L’argot de bureau : le « smart working », un cocktail de transformations managériales
Portier dans un beau quartier alors que l’interphone a été inventé, secrétaire d’un petit patron ne recevant que trois appels par jour… Autant de métiers labellisés « bullshit jobs » par l’anthropologue américain David Graeber (1961-2020), car contre-productifs, continuant à exister alors qu’ils n’ont plus lieu d’être. Il en va de même de tous ces manageurs qui enjoignent les salariés à rester assis à leur bureau, alors qu’il n’y a plus de travail.
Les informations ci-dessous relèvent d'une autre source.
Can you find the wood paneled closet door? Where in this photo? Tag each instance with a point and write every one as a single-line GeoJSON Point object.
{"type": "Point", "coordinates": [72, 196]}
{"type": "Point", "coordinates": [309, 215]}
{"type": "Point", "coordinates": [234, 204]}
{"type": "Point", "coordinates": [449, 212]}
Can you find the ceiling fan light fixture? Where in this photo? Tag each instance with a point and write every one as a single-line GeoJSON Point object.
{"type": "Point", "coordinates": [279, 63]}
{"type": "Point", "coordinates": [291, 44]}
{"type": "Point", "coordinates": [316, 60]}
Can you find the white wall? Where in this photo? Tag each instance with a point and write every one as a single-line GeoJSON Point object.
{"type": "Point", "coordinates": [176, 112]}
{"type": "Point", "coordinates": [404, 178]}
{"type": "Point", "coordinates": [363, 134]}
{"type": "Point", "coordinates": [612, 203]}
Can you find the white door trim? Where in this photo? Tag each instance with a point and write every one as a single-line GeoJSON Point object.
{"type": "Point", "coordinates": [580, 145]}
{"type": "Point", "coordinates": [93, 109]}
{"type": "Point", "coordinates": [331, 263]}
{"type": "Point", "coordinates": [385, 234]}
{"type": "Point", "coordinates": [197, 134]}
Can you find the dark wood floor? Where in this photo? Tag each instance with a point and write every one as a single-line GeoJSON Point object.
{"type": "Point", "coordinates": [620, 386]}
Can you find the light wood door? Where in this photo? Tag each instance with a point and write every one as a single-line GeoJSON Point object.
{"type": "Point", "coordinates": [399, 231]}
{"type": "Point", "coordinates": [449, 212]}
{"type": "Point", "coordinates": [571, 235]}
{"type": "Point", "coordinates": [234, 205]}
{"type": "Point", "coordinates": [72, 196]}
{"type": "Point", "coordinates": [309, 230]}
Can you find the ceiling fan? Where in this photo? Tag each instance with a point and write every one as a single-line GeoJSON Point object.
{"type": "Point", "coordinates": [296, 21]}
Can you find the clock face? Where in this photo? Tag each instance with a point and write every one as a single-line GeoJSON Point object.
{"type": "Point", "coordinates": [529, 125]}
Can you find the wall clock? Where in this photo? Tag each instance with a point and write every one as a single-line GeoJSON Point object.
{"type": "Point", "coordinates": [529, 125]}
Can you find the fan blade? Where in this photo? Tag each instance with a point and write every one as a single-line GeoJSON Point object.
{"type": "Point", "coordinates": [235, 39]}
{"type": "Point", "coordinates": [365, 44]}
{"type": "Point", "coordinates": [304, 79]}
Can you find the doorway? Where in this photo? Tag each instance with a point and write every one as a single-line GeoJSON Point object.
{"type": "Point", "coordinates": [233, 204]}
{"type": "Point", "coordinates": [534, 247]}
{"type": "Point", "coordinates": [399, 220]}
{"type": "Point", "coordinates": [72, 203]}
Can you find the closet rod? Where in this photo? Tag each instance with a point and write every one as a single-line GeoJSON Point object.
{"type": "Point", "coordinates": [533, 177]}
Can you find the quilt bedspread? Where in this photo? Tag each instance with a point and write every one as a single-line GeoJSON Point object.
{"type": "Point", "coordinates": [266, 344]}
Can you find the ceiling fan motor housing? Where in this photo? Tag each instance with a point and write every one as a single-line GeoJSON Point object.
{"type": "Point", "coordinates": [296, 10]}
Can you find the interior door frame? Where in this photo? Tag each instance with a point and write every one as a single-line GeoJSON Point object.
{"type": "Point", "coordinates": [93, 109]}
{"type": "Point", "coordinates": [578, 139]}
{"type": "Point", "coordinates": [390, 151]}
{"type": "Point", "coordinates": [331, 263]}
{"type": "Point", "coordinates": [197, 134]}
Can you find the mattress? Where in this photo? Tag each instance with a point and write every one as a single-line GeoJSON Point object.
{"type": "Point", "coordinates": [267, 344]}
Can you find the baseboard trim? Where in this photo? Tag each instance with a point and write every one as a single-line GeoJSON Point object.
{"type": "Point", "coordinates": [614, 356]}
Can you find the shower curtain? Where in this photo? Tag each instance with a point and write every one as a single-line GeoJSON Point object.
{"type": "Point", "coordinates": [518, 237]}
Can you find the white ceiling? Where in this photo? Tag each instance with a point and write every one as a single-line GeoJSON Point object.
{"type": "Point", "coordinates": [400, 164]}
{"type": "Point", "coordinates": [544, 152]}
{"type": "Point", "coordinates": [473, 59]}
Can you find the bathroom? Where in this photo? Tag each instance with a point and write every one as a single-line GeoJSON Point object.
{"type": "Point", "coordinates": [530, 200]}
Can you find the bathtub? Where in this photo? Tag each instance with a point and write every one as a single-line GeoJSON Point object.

Face à ces inutilités et rigidités du monde de l’entreprise s’érigerait le « smart working », le travail intelligent : c’est l’un des derniers fleurons du jargon d’entreprise. En règle générale, on le traduit plutôt par « travail flexible » ou « travail hybride ». Dotée des nouveaux outils collaboratifs et tirée par un état d’esprit plus ouvert des dirigeants, c’est une manière de travailler qui se construit littéralement « en bonne intelligence » avec les salariés, puisqu’elle s’adapte à leurs besoins.
Il est difficile de situer la genèse du terme, mais le smart working s’est fortement développé en… Italie. En effet, le terme y est inscrit – en anglais –, dans une loi de 2017 : c’est une « modalité d’exécution de la relation de travail subordonnée, établie par accord entre les parties, également avec des formes d’organisation par phases, cycles et objectifs ».
Tout d’abord, le smart working est indissociable du digital : il s’agit d’un travail « augmenté » par le numérique, au même titre qu’une Smart TV, qui possède des fonctionnalités supplémentaires, car elle est connectée. La technologie permet d’augmenter les salariés – du calme, pas financièrement – en les rendant plus efficaces.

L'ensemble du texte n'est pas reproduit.